HOMER Knowledge Base

HOMER Knowledge Base

Modeling a fuel cell hybrid system

Regarding the Hydrogen solution, the limitation of an annual consumption is not possible. The challenge lies in the right-sizing of the bottle capacity in order to do a trade-off of storage cost vs dispatch cost (vs electrolizer).

 

I am not sure I see the problem.  In a system that generates its own hydrogen by electrolysis, sizing the hydrogen tank is relatively complicated task since the optimal size depends on the pattern of production (via electrolysis) and the pattern of consumption (in the fuel cell).  In a system that relies on an external source of hydrogen, the sizing of the hydrogen tank becomes a relatively simple matter depending only on the rate of consumption.

For example, if HOMER reports that the system requires 100 kg of hydrogen per year, then you know that you require 100 kg of storage capacity if you plan to replenish it once per year, or 25 kg of capacity if you plan to replenish it quarterly, and so on.  Seasonal patterns add some complexity, but not much; HOMER's graph of fuel cell output per month would indicate the relative consumption in each month.

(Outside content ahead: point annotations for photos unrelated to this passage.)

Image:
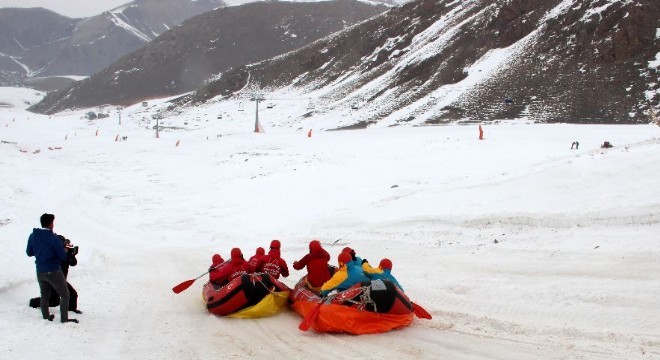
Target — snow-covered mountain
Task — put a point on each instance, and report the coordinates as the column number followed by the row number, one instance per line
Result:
column 437, row 61
column 38, row 42
column 215, row 42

The foregoing assumes that the price of the hydrogen in $/kg does not depend on the size of the purchased hydrogen tanks.  If it did, then you might want to do a linked sensitivity analysis on the annual hydrogen fuel consumption limit and the hydrogen fuel cost.  (The Help system contains an explanation of linked sensitivity analyses.)  Then you would look at the sensitivity results to find the sensitivity case that leads to the lowest life cycle cost.